Это, если можно так выразиться, работа над персонажем. Актеры тоже так делают. Я чувствую, как это помогает залезть ему в голову: я вспоминаю, что Скай говорил, записываю это ручкой как у него, как можно точнее имитирую его почерк. И все возвращается. Короткие мгновения. Записки от мертвых живым.

«Шиза сделает тебя свободным», – написано в одной. Я беру другую записку. «Теперь стало ближе», – гласит она. В другой просто написано: «Я здесь».

– Нет, неправда, – говорю я вслух. – Ты нигде. Умер.

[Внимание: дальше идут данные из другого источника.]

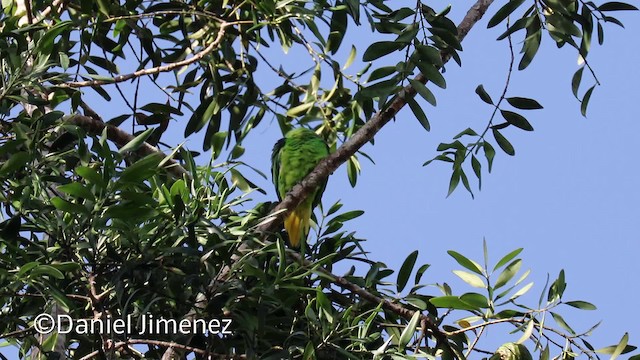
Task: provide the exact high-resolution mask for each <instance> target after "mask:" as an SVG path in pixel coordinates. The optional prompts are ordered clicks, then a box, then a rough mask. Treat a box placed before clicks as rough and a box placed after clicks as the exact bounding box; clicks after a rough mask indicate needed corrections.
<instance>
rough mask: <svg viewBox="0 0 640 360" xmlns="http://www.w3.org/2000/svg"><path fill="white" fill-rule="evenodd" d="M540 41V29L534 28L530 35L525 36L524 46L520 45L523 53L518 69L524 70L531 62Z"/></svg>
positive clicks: (540, 31) (541, 31)
mask: <svg viewBox="0 0 640 360" xmlns="http://www.w3.org/2000/svg"><path fill="white" fill-rule="evenodd" d="M540 41H542V31H541V30H540V29H538V30H536V32H534V33H533V34H532V35H530V36H527V38H526V39H525V40H524V46H523V47H522V50H523V52H524V54H523V55H522V59H520V63H519V64H518V70H524V69H526V68H527V66H529V64H531V61H532V60H533V58H534V57H535V56H536V53H537V52H538V49H539V48H540Z"/></svg>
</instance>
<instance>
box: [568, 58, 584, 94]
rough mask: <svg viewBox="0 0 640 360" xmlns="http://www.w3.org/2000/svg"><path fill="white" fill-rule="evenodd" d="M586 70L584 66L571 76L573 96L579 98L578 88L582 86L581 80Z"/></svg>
mask: <svg viewBox="0 0 640 360" xmlns="http://www.w3.org/2000/svg"><path fill="white" fill-rule="evenodd" d="M583 71H584V66H583V67H581V68H580V69H578V71H576V72H575V74H573V77H572V78H571V91H572V92H573V96H575V97H576V99H577V98H578V89H579V88H580V82H581V81H582V72H583Z"/></svg>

Исчез.

Я пролистываю рукопись «Гавани и кинжала». Каждый раз, когда прошлое ласково похлопывает меня по плечу и я рискую почувствовать что-то, кроме ярости, перечитываю описание Уайли:


Даже во сне в нем всегда сидела подавленная ярость. Ничего так не злит людей, как понимание, что они – часть декораций.


Дрожащей рукой переворачиваю страницу. Сколько бы лет ни прошло, но эти слова всегда ранят в самое сердце. Неужели он правда про меня так думал?

– Я не часть декораций! – заявляю вслух. Мой голос звучит неожиданно громко в тишине кухни, и я понимаю, насколько долго был один.

Что-то слетает со стола. Одна из моих зеленых записок.

«Мне жаль, Уайлдер».

Эта особенно хорошо удалась. У меня правда получилось воспроизвести его особенную манеру, его дикие каракули. Но, разумеется, эта записка просто невозможна – Скай никогда бы такое не написал. Он никогда не жалел о том, что сделал.

Уайлдер, день пятый

Хелен носила боль прошлого как вторую кожу. Ее волосы горели, как сигнал тревоги.

«Гавань и кинжал», Скай Монтегю

В какой-то момент я понимаю, что больше не вижу перед собой страницы. Я не знаю, сколько сейчас времени, но уже почти темно. Пальцы онемели от холода.

Я не сделал себя слишком симпатичным? Но ведь Скаю же что-то во мне понравилось? Очевидно, именно от этого и нужно отталкиваться. Но не делаю ли я Скай слишком несимпатичной? Об этом тоже нужно подумать. Люди могут многое простить мужским персонажам – всем нравятся антигерои. Но с женщинами это работает в меньшей степени. Я заметил.

Беру пальто и выхожу в сад. В небе серебряный пятак луны, а под ее лучами переливаются черно-белые осколки моря. На горизонте собираются тучи. Воздух леденеет. Я чувствую, как прошлое сгущается вокруг меня.

С возрастом я все отчетливее понимаю, насколько текучая штука – время. И как легко в нем утонуть или куда-нибудь унестись на его волнах. Удивительно, как нам вообще удается задержаться в настоящем.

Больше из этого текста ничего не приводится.